Les chercheurs, utilisant un nouvel outil ingénieux qu'ils ont inventé appelé l'« Indice de Lumière Inclusive », ont suivi l'éclat de l'activité économique à travers 2 367 comtés pendant près de deux décennies. Ils ont découvert que le programme avait fait quelque chose de surprenant : il avait brisé les règles de l'ancienne théorie de l'aimant. La politique n'a pas seulement rendu tout le comté plus riche ; elle a fait en sorte que la richesse se répartisse plus uniformément. C'était un « double dividende ». L'éclat économique moyen a augmenté de 0,336 unité, mais en même temps, l'inégalité (la manière dont la lumière était répartie de façon inégale) a diminué. L'étude suggère que lorsque des personnes ayant des liens étroits avec leur ville d'origine reviennent pour créer des entreprises, elles ne se contentent pas de suivre la foule vers le centre ; elles créent de nouveaux pôles de prospérité dans les villages.

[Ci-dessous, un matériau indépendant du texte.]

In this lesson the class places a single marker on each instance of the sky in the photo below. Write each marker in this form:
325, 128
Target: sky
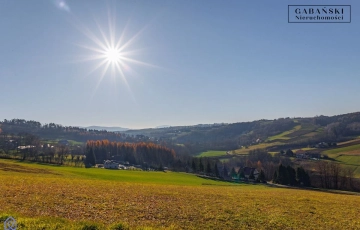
181, 62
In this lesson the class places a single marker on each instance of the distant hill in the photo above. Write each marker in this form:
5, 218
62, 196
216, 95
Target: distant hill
162, 126
110, 129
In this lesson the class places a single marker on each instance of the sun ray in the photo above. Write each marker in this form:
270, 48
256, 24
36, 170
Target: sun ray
112, 50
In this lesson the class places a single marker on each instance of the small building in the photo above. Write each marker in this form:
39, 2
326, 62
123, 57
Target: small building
109, 164
248, 171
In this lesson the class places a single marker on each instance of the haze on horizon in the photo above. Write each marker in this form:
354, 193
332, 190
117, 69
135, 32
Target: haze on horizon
141, 64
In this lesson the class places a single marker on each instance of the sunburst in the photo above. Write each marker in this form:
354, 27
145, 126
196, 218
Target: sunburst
112, 51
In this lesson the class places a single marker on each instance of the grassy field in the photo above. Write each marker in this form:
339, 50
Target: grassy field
349, 150
349, 156
212, 153
253, 147
282, 136
71, 142
53, 197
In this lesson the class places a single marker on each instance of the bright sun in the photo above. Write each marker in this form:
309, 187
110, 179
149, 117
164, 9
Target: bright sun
112, 51
113, 55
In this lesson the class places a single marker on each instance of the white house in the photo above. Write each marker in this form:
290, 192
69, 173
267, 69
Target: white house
111, 165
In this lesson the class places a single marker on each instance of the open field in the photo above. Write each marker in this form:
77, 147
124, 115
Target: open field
212, 153
253, 147
53, 197
282, 136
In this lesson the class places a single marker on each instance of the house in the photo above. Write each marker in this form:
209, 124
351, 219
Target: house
301, 154
63, 142
248, 171
109, 164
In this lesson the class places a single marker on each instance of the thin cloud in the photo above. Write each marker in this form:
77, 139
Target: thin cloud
61, 4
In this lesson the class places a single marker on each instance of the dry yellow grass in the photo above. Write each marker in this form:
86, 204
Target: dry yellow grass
202, 206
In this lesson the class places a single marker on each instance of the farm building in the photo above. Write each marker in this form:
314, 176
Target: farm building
111, 164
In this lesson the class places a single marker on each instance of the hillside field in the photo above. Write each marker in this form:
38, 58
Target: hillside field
55, 197
212, 153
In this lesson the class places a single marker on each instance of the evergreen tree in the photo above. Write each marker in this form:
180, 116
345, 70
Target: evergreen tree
251, 176
302, 177
291, 173
193, 166
161, 168
201, 166
261, 177
241, 174
233, 172
217, 174
275, 177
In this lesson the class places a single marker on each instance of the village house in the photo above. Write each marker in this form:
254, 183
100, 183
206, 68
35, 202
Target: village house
109, 164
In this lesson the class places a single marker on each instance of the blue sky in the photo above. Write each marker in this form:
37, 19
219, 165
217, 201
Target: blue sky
207, 61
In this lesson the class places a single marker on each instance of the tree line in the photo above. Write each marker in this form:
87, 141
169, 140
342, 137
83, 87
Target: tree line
149, 154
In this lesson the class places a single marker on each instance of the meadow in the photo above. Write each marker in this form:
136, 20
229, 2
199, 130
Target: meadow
212, 153
56, 197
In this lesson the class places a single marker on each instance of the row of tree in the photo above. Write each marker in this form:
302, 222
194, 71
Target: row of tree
287, 175
135, 153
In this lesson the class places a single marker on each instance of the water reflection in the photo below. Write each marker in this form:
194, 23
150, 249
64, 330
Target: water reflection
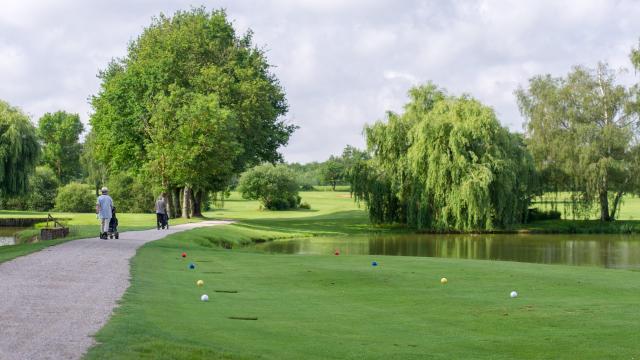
610, 251
7, 235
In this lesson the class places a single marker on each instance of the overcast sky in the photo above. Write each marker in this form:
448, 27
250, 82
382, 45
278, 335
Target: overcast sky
342, 63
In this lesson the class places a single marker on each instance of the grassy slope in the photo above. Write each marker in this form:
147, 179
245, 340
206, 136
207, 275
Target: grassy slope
81, 226
342, 307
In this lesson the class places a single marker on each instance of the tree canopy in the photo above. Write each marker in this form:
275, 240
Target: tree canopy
582, 131
19, 150
444, 164
61, 149
190, 105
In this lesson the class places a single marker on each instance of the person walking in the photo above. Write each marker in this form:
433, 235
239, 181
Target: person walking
104, 204
161, 211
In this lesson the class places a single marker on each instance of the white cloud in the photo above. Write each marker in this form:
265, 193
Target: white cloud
342, 63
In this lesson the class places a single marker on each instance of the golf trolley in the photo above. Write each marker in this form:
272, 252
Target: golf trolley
113, 227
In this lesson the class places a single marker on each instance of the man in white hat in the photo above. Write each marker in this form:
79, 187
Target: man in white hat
103, 209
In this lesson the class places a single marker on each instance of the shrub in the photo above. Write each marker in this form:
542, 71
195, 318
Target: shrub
274, 186
130, 194
43, 189
536, 215
75, 197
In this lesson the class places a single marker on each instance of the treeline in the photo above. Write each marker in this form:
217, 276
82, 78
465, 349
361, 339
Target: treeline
446, 164
191, 106
333, 172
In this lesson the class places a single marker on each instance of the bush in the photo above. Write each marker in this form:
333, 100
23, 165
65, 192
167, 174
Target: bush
536, 215
307, 187
41, 192
305, 205
274, 186
75, 197
130, 194
43, 189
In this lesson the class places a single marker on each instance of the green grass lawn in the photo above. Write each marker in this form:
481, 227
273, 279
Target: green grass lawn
319, 307
80, 226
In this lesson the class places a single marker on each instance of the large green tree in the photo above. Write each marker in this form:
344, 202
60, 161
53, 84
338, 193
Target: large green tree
19, 150
444, 164
191, 104
61, 149
582, 130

Comment cela s'est-il produit ? Le document retrace une réaction en chaîne. Premièrement, les revenants ont apporté de l'argent et des emplois dans les zones rurales, ce qui a réduit l'écart de revenus entre la ville et la campagne. Deuxièmement, cet argent supplémentaire a réveillé les marchés locaux dans les petites villes, créant une demande pour des boutiques, des restaurants et des services qui dormaient. Troisièmement, cela a changé le type d'emplois disponibles, faisant passer les gens d'une agriculture simple à un travail plus qualifié. Mais il y avait une arme secrète : l'infrastructure numérique. L'étude a révélé que dans les comtés dotés d'un meilleur accès à Internet et au haut débit, l'effet d'égalisation était 7,5 % plus fort pour chaque étape de connectivité supplémentaire. Internet a agi comme un « égalisateur spatial », permettant aux entreprises rurales de rivaliser avec celles des villes. Cependant, cette magie n'était pas la même partout. Elle fonctionnait mieux dans les régions centrales du pays, modérément dans l'ouest, et presque pas du tout dans l'est ou le nord-est, suggérant que le « piège » ne peut être brisé que si les conditions locales sont parfaitement adaptées. En fin de compte, le document suggère que le piège noyau-périphérie n'est pas une loi immuable de la nature, mais une condition qui peut être inversée avec le bon mélange de talent humain et d'outils numériques.